Speaker Profile
Dr. LI Juan is a Professor at the School of Management & Engineering at Nanjing University. She received her Ph.D. in Business Administration from Shanghai Jiao Tong University in 2008 and has held visiting scholar positions at Linköping University in Sweden and the Olin Business School at Washington University in Saint Louis. Her research focuses on behavioral operations management, and her work has appeared in leading journals such as Marketing Science, Decision Sciences, and Naval Research Logistics, as well as top Chinese journals like the Journal of Management Sciences in China. An accomplished researcher, Prof. LI has led five projects funded by the National Natural Science Foundation of China (NSFC). Her contributions extend beyond traditional scholarship; she has authored five monographs, developed four Ivey Business School cases, and received the Jiangsu Provincial Philosophy and Social Sciences Outstanding Achievement Award for her work in knowledge popularization. She is also an active member of the academic community, serving as a council member for the Behavioral Operations Management Society of the Operations Research Society of China.
Abstract
We consider a platform whose infrastructure constitutes common attributes for vertically differentiated products in a digital goods market. We examine how vendors craft individual attributes of their products, and how the platform decides on the provision and pricing of its infrastructure facing vendors’ strategic reactions. First, we find that when the platform offers its more powerful infrastructure, the high-quality vendor improves individual attributes, whereas its low-quality rival reduces individual attributes, exhibiting a pattern of divergence. On the other hand, when the platform charges a higher commission rate for using its infrastructure, both vendors slash individual attributes, with the high-quality vendor slashing more.

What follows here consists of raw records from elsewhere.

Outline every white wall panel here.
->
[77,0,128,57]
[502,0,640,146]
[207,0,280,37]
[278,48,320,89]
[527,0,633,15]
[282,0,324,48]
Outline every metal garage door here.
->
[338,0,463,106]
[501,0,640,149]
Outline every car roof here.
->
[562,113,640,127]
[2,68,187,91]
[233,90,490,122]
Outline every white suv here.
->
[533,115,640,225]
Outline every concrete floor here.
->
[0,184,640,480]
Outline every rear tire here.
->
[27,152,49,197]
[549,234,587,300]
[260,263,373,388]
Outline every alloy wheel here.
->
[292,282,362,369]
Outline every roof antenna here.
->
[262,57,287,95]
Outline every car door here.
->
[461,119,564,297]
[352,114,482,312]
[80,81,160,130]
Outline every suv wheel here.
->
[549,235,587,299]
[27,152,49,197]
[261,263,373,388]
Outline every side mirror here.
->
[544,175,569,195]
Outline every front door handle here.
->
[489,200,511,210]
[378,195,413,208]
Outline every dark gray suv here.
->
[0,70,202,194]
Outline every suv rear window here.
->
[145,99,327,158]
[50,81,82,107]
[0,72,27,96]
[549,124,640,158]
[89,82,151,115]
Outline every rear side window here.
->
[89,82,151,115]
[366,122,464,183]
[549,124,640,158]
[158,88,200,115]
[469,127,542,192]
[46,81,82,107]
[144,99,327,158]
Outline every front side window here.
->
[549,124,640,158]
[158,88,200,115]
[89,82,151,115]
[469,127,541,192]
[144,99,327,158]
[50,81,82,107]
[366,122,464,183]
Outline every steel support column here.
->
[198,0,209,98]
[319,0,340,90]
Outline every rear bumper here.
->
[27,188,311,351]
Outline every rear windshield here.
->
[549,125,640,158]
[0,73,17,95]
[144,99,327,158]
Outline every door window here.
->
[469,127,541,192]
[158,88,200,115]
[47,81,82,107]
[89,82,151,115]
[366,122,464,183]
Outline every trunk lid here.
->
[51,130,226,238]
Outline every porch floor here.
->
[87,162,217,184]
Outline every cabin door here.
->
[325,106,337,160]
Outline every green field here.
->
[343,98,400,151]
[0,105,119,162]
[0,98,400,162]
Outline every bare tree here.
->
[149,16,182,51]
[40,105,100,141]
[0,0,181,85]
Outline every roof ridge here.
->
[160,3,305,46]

Second, we find that when vendors’ development cost declines but remains high, the platform improves infrastructure and reduces the commission rate. But when vendors’ development cost is already low and keeps declining, the platform scales back infrastructure but still reduces the commission rate. Finally, we show the strategic response of the platform, when coupled with vendors’ improved product development efficiency, further boosts the platform profit, both vendors’ profits, and consumer surplus, leading to a win-win-win outcome.
Date/Time: December 12, 2025, 3:00 p.m.